FIX Add NaN handling to selection of best parameters for `HalvingGridSearchCV` #24539

betatim · 2022-09-29T09:35:52Z

Reference Issues/PRs

Fix #20678

What does this implement/fix? Explain your changes.

Parameter combinations that have a score of NaN should not be ranked higher than solutions with an actual score.

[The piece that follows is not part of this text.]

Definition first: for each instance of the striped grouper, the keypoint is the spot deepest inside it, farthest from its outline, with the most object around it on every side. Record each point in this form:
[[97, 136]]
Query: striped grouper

This switches to using np.nanargmax() to find the highest scores that are not NaN. In addition, when selecting the top-k parameter combinations we now rank combinations with a score of NaN lower than any solution with a score.

Any other comments?

I am not sure exactly how to provoke the failure. I've tested this with a fake estimator like the following:

class RandomlyFailingClassifier(BaseEstimator, ClassifierMixin):
    def __init__(self, n_estimators=10, some_param=2):
        self.some_param = some_param
        self.n_estimators = n_estimators
    def fit(self, X, y):
        if False: #random.random() < 0.5 and self.n_estimators != 10:
            raise Exception("waaahhh")
        else:
            return self
    def predict(self, X):
        if False and random.random() < .3:
            raise Exception("muuuuuuuh")
        y = random.choices([0, 1], k=X.shape[0])
        return np.array(y)

which allows you to have fit() and/or predict() fail at random. I think for a non regression test we need something better. Does someone have an idea?

Another thing I've noticed is that np.nanargmaxraises an exception if all elements passed to it are NaNs. Not quite sure what we should do in that case. Pick a random order?? Raise?

Parameter combinations that have a score of NaN should not be ranked higher than solutions with an actual score.

thomasjpfan

For a deterministic non-regression test, subclass:

scikit-learn/sklearn/model_selection/tests/test_successive_halving.py

Line 26 in 21829b5

class FastClassifier(DummyClassifier):

and a testing_fit_param that fails when testing_fit_param=1 and passes for all other parameters. Then Grid Search over testing_fit_param to include 1. One can do the same for predict.

If all results are nan, then I would raise. We have this behavior when all results fail in GridSearchCV:

scikit-learn/sklearn/model_selection/_validation.py

Lines 361 to 367 in 21829b5

    
           all_fits_failed_message = ( 
        
               f"\nAll the {num_fits} fits failed.\n" 
        
               "It is very likely that your model is misconfigured.\n" 
        
               "You can try to debug the error by setting error_score='raise'.\n\n" 
        
               f"Below are more details about the failures:\n{fit_errors_summary}" 
        
           ) 
        
           raise ValueError(all_fits_failed_message)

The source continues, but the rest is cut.